Ce qu'il ne faut jamais faire, c'est l'immersion forcée. Le traîner vers l'autre chien pour qu'il « dise bonjour et passe à autre chose », rester dans un parc bondé jusqu'à ce qu'il se calme, laisser deux chiens en laisse « régler ça entre eux » : tout cela enseigne la même leçon — la chose effrayante se rapproche quoi que je fasse. L'immersion ne construit pas de tolérance, elle construit de la panique, et un chien paniqué mord. Pour la même raison, refusez le collier à pointes ou électrique : associer la douleur à la vue d'un congénère apprend à votre chien que les autres chiens font mal — la croyance même que vous cherchez à défaire.

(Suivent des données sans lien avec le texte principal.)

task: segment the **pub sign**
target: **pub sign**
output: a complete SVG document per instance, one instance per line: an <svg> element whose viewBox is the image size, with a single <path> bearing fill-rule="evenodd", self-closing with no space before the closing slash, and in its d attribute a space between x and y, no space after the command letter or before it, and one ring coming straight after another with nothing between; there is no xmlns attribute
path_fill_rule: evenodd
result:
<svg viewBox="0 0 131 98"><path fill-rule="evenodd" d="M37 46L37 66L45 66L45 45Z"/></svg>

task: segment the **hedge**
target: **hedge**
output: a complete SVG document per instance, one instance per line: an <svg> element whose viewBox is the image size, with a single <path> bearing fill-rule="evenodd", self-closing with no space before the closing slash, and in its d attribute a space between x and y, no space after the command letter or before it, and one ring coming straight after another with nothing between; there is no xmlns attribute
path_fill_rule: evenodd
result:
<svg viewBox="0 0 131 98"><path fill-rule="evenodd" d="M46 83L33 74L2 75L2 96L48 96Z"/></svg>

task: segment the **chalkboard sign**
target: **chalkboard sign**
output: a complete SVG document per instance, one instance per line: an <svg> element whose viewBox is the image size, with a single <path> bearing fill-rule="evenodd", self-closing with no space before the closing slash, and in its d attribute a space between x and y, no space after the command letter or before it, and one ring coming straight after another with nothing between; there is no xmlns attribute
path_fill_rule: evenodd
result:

Entraînez un demi-tour d'urgence dans une rue vide : dites « on y va », tournez, trottez trois pas, payez. Vingt répétitions au calme, pour que ça marche dans l'urgence. Ensuite, gérez vos sorties comme un conducteur : heures creuses, rues larges, traverser tôt, une voiture garée entre vous et le déclencheur. Un mauvais jour, sautez la promenade et faites des jeux de flair dans le couloir. Une promenade manquée n'a jamais nui à un chien ; une mauvaise peut coûter quinze jours.
Demandez de l'aide tôt s'il y a eu morsure, blessure, redirection sur vous ou sur un autre animal, ou si six à huit semaines de travail sérieux n'ont rien donné. Cherchez un professionnel du comportement qualifié et sans contrainte, et posez une question avant de réserver : que ferez-vous quand mon chien bondira ? Si la réponse contient une « correction », continuez à chercher. Prévoyez aussi une visite vétérinaire : une douleur dentaire, articulaire ou digestive fait chuter la tolérance d'un chien, et c'est à votre vétérinaire de juger si autre chose que l'entraînement a sa place.